Once again, French élan carried the day. Two Russian brigades were routed and the first line of the Russian centre caved in. The Russian left was also coming under increasing pressure from the French cavalry and from Junot's infantry. Barclay de Tolly, the Russian CiC, was forced to commit his reserves to counter these threats from his centre and his left.
Things were better for the Russians on their right. The French assaults in this sector were first halted and then, after a prolonged mêlée, repelled. Pretty soon, things stabilized on the Russian centre and left as well. With dusk falling, the Russians launched one last counter-attack at the exhausted and depleted French centre.
This assault was devastating. The worn down Frenchmen, who had launched assault after assault, could offer but scant resistance. The casualties reached a critical point and several French brigades were routed in quick succession whilst the remainder were forced to give ground.
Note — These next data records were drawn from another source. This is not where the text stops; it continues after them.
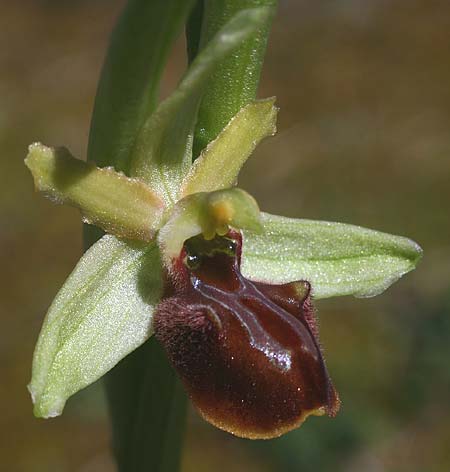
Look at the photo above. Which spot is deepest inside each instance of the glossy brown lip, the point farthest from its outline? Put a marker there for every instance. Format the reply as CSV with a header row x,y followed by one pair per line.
x,y
247,352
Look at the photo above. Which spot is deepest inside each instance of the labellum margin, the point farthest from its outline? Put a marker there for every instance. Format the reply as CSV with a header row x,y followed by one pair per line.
x,y
247,352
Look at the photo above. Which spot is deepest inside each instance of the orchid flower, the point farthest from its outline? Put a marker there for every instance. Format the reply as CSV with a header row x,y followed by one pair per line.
x,y
188,256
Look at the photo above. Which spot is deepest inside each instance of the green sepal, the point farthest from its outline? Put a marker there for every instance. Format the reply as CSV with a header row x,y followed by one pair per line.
x,y
336,258
101,314
162,154
219,164
119,205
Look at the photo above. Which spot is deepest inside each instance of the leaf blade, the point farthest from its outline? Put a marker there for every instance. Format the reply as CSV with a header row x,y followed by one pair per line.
x,y
129,82
336,258
159,158
86,331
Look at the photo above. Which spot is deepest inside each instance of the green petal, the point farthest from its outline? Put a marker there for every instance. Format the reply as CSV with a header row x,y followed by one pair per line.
x,y
101,314
122,206
219,164
163,152
336,258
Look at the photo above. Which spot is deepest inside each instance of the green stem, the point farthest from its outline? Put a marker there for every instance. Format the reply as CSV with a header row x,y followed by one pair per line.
x,y
236,82
146,402
147,405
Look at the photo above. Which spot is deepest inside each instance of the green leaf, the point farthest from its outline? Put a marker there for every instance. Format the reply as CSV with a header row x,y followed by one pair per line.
x,y
101,314
235,82
219,164
122,206
163,152
129,84
336,258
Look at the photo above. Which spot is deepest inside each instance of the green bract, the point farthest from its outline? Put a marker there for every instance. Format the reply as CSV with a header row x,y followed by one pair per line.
x,y
104,310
|French infantry advance to fire whilst the second line prepares to assault|
|French reserves rush to the fore|
|Russian left being enveloped|
|Russian left, French right on turn 10|
|Brutal combat in the centre as the light fades (turn 10)|
With light fading fast and their lines in disarray, the French were forced to pull back behind the river line and call off any remaining attacks. The Russians too were glad to have contained the French menace and could now withdraw the remnants of their army under the cover of the night. The battle had not treated the Russians kindly, as they had had 7 / 13 brigades routed during the battle (compared to 4 / 18 brigades for the French). However, the Russians had not been defeated, their baggage and artillery had not been captured and their forces had not become separated from each other. I'd call that a (tactical) blocking victory for the Russians.